The following anecdote has been handed down concerning him:

A captain, Wirttus, master of an English vessel, was wrecked on the island, and started for Coll's castle, where, seeing the laird sitting with a bible in one hand, and a harp placed by his side, was so struck by the venerable appearance of the old gentleman and his occupation, that he exclaimed with admiration, "Is this king David again restored to earth?"

He was very temperate, as appears from his refusing to visit a friend of his in the isle of Skye, who promised to give up the evidence of a debt he had against the family if he would come but one night to his house and make merry with him. Coll's friends urged him to go, but he replied that he would not become intoxicated once for any consideration, which, if he went, he could not evade without disobliging his friend. This temperance and his piety were exhibited during the whole course of his life.
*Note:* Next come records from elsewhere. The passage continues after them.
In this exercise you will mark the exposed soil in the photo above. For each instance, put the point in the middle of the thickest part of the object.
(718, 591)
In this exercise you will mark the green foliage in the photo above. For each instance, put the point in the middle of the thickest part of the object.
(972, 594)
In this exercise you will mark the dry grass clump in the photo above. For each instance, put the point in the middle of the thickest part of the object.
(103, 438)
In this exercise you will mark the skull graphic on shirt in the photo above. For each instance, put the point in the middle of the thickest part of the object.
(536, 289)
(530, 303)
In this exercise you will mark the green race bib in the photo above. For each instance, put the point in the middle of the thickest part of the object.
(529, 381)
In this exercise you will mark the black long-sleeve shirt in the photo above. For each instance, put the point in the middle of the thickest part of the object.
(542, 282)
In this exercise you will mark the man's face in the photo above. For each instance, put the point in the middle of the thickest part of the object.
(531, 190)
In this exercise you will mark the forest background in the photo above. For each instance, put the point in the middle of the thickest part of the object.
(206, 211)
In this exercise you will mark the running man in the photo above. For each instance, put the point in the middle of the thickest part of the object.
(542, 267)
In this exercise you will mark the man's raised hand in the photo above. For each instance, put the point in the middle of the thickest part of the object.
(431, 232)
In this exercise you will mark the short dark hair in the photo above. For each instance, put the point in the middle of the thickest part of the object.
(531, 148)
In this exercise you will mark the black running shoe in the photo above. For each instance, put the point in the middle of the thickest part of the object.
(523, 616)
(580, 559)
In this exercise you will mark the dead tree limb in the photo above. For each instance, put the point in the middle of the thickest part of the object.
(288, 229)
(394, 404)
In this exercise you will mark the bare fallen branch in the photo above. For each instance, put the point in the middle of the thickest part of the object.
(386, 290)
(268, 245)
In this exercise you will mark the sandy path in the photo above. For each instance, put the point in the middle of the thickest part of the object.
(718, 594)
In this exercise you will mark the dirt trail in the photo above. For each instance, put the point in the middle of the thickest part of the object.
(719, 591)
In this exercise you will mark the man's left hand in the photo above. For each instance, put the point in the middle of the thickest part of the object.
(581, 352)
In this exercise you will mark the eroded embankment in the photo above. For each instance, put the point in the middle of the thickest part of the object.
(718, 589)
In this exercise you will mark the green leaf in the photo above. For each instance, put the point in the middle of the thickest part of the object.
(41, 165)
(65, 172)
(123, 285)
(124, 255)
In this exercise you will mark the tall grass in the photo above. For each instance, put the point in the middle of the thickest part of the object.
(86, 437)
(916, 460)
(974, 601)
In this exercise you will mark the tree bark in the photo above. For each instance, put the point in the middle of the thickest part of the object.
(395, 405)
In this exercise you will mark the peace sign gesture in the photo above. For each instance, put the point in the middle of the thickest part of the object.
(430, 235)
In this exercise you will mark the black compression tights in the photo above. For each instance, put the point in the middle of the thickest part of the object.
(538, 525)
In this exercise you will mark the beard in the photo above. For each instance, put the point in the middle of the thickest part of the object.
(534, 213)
He was first married to Florence, daughter of Sir Dugald Campbell of Auchnabreck, by whom he had:
- Hector Roy Maclean, The eldest son, Hector Roy, married Marian, daughter of Hector Maclean, 2nd Laird of Torloisk. He died before his father, leaving issue two sons, Lachlan Maclean, 8th Laird of Coll and Donald, and four daughters. Margaret, married first to Allan Stewart of Appin, and afterward to Donald MacLean of Kingerloch; Catherine, married to Hector MacLean of isle of Muck; Jannet, married to Hector, fifth son of Charles MacLean of Ardnacross; and Una, married to John MacLean of Achanasaul.
- Others were John of Totaranald, Hugh, killed at Inverkeithing, Florence, married to Donald Maclean, 1st Laird of Brolas, Jannet, married to Alexander MacDonald of Achdir, and Una, first married to John MacLean of Kinlochaline, and again to Duncan Stewart of Ardshie.
He was a second time married to Florence, daughter of the second Hector Og Maclean, by whom he had one daughter:
- Catherine, married to Lachlan MacQuarrie of Ulva.